Some Vegas bars are noteworthy for a gimmick, be it flashing lights or mythological sea creatures. Others are noteworthy for their end-of-the-world grit, their last-stop-before-apocalypse watering hole decor. But this bar … has an unofficial $1 value menu.
Just after the poker room and before the NASCAR add-on in the fabulous Sahara Hotel and Casino (currently minus a tower or two) is a little island of happiness known as Brew Corner. The magic combination—$1 beer, $1 shots and $1 hot dogs, with all the condiments you could want—creates its own ecosystem. One that is almost self-contained, considering beer, shots and hot dogs are pretty much all the Vegas breed of human needs to survive.
My stepmom says those prices could draw the homeless. Indeed, I overheard one guy talking on his cell phone about his plans to sleep on the bus that night. That’s right. Overheard. On. His. Cell. Phone. But for folks of less-modest means, the $1 price tag creates a kid-in-a-candy-store feeling. It’s like buying just one more song on iTunes—hard to stop. (Not everything in Brew Corner costs $1, of course, just those three key items.)
I had brought my journalist friend M. with me because he was sufficiently cynical to be a witty and thirsty drinking buddy.
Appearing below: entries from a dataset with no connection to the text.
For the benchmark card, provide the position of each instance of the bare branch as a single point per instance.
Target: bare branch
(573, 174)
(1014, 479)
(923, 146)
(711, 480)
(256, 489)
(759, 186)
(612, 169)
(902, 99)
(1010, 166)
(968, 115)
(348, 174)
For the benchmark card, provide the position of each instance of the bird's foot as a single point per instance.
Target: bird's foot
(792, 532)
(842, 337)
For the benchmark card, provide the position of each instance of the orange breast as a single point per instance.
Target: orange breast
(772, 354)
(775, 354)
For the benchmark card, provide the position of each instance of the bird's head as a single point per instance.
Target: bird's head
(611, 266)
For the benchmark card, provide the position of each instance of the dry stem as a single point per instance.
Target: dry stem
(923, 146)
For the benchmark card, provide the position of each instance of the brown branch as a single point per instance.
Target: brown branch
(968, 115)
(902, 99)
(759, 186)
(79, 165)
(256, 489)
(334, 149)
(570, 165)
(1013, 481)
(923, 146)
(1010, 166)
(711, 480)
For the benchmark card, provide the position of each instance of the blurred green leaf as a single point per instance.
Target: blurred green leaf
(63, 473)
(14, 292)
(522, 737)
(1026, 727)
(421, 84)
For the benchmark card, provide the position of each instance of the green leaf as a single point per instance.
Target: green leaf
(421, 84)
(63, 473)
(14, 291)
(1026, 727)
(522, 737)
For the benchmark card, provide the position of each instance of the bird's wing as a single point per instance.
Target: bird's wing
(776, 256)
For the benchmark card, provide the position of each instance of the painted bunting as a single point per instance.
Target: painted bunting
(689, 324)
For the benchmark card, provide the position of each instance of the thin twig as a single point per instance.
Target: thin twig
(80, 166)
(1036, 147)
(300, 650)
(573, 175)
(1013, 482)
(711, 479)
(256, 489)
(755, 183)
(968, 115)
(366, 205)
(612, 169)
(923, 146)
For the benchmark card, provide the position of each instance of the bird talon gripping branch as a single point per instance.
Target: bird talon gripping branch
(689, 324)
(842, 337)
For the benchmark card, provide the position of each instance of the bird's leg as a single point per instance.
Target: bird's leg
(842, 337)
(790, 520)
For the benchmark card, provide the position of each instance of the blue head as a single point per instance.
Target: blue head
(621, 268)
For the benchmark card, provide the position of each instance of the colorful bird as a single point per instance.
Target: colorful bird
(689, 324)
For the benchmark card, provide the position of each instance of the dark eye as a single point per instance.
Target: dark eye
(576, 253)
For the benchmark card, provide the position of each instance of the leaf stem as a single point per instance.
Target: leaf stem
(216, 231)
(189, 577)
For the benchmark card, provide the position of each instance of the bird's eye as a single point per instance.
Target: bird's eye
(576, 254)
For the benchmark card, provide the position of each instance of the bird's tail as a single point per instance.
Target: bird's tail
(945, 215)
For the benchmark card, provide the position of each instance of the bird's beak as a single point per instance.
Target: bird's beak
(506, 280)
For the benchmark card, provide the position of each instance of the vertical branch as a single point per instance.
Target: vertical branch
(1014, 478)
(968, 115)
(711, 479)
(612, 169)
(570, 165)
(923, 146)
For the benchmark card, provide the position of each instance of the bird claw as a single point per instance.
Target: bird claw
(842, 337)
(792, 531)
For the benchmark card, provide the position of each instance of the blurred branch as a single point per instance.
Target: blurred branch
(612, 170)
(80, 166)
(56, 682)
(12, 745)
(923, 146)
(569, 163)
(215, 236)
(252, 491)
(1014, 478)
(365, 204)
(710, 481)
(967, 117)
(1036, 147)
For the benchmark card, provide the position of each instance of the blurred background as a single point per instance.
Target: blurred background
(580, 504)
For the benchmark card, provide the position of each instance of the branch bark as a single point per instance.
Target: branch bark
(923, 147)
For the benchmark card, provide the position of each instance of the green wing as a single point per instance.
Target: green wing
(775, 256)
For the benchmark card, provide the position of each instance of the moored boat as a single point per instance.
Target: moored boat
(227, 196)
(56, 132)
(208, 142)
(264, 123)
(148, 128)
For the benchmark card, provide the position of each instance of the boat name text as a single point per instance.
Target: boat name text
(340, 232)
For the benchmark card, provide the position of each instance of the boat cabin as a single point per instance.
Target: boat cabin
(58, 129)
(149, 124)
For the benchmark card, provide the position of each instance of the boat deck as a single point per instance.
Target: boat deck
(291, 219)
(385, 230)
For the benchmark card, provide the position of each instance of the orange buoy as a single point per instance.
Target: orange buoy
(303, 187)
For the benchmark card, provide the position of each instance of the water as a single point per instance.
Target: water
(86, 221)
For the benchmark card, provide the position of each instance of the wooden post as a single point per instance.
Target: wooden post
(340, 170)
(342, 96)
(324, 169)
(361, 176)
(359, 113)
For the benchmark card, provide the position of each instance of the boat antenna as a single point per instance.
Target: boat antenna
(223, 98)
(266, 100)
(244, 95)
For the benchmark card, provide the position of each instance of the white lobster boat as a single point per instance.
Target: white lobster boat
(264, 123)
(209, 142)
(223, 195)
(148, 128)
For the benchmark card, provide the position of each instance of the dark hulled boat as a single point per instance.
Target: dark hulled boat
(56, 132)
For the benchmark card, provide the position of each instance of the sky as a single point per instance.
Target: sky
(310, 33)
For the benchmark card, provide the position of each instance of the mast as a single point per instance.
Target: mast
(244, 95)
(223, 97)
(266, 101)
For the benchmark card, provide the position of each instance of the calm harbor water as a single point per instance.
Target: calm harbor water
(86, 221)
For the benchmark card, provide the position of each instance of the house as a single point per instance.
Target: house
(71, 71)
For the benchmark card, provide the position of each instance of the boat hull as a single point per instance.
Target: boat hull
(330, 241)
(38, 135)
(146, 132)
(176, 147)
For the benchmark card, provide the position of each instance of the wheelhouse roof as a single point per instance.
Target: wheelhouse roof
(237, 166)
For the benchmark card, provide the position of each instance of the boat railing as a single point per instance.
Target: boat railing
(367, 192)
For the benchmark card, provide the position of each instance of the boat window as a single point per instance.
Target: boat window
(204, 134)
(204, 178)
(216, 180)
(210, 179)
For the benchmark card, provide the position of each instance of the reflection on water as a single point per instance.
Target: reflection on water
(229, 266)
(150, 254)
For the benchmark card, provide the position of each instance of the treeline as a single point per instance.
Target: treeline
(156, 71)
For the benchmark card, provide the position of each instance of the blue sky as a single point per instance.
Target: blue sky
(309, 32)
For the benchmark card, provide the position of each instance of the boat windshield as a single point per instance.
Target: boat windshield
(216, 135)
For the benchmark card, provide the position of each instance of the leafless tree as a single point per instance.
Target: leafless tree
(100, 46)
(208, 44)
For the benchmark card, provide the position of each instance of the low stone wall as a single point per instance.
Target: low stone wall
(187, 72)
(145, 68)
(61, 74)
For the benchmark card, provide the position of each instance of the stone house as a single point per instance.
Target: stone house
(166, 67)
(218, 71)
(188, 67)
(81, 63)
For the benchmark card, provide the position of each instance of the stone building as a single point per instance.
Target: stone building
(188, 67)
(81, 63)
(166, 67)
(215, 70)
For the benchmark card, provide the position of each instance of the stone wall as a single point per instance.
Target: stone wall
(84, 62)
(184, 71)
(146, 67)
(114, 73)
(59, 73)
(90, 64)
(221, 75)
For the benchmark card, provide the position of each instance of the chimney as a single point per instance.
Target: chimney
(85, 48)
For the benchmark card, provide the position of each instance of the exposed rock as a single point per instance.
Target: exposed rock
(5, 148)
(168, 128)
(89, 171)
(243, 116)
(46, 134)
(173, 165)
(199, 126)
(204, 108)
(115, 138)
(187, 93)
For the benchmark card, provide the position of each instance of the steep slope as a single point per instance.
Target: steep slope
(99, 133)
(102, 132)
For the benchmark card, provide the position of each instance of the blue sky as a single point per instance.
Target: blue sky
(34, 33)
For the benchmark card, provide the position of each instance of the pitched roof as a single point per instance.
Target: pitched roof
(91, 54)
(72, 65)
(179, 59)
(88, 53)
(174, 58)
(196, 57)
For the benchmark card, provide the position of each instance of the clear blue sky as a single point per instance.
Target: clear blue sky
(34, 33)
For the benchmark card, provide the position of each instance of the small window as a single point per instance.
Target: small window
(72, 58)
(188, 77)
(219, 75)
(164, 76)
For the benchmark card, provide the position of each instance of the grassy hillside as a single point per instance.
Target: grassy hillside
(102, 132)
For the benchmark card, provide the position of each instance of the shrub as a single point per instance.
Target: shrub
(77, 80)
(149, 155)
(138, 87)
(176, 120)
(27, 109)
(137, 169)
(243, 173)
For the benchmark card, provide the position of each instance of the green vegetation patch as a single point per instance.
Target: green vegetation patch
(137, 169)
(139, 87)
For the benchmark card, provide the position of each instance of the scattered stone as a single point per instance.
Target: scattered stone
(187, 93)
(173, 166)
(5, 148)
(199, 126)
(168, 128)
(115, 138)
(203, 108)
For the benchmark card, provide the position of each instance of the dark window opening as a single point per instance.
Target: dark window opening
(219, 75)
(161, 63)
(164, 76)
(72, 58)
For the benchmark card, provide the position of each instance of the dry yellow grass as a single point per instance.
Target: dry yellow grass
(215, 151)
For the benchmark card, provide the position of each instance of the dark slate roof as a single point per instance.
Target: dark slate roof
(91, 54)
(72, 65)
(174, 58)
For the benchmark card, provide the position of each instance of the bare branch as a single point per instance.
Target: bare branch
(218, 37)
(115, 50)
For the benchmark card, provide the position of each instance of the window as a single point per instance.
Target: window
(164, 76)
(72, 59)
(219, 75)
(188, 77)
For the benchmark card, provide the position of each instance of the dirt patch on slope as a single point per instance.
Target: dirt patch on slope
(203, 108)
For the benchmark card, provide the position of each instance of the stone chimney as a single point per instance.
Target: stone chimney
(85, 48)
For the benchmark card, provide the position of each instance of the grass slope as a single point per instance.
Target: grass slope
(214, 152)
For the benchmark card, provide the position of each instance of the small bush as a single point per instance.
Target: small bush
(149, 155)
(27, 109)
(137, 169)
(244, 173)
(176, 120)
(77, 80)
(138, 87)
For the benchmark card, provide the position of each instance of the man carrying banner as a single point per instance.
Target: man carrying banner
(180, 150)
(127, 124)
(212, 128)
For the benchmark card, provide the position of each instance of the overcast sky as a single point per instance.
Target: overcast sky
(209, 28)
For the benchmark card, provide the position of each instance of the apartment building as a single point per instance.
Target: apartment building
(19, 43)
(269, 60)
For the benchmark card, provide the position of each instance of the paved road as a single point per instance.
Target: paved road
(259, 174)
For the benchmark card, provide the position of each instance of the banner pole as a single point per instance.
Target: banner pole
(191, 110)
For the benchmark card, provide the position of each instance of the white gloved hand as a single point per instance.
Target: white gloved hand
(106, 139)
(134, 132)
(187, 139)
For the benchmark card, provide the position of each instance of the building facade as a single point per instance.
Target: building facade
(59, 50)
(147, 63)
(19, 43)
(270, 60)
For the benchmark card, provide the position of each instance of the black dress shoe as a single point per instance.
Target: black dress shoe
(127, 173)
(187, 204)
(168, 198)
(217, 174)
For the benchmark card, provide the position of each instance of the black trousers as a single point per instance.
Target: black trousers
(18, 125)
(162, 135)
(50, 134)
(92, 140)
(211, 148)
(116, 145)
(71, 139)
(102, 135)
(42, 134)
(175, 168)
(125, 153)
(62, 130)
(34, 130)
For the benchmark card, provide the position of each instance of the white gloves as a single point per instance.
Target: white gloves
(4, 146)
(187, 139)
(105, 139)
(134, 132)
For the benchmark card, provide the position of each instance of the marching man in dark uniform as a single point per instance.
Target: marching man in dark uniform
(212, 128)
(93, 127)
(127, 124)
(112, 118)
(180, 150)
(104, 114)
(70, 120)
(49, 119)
As we took our seats in the nook of the bar, the equivalent of a TV sitcom happened around us.
“What’s the name of this bar?” I asked the bartender because there was no obvious signage.
He looked around, but couldn’t find an answer. “I call it the Friendly Bar,” he said with a smile so warm it could melt the recession.
“We call it the Hot Dog Bar,” a patron said.
Sometimes there are special bartenders and special nights with special patrons that combine to form a symbiosis. This was one of those nights.
“What are in the shots?” I asked, no fan of syrupy-sweet elixirs.
“Vodka, triple sec and lime juice. My Kamikazes come with a fourth ingredient.” Sweet Danny from Idaho (according to his nametag) pointed to the sign on the wall that read, “L-O-V-E.”
“I put lime in all my beer,” added the long-bearded biker gentleman to our left. “And in all my women.”
“He must have other women because he doesn’t put lime in me,” said his biker lady.
In response, the loving bartender lovingly gave limes to the biker couple.
An Irish lass to our right interceded, “After six shots, I want to know what he’s doing with that lime.” A line of empty souvenir Sahara shot glasses demarcated her place at the bar.
The bartender gave her a lime for her beer as well. “What the feck?” the Irish lass replied. Her young son was to marry the next day. They hadn’t yet picked a chapel. “You two are a great couple. Are you getting married this weekend, too?”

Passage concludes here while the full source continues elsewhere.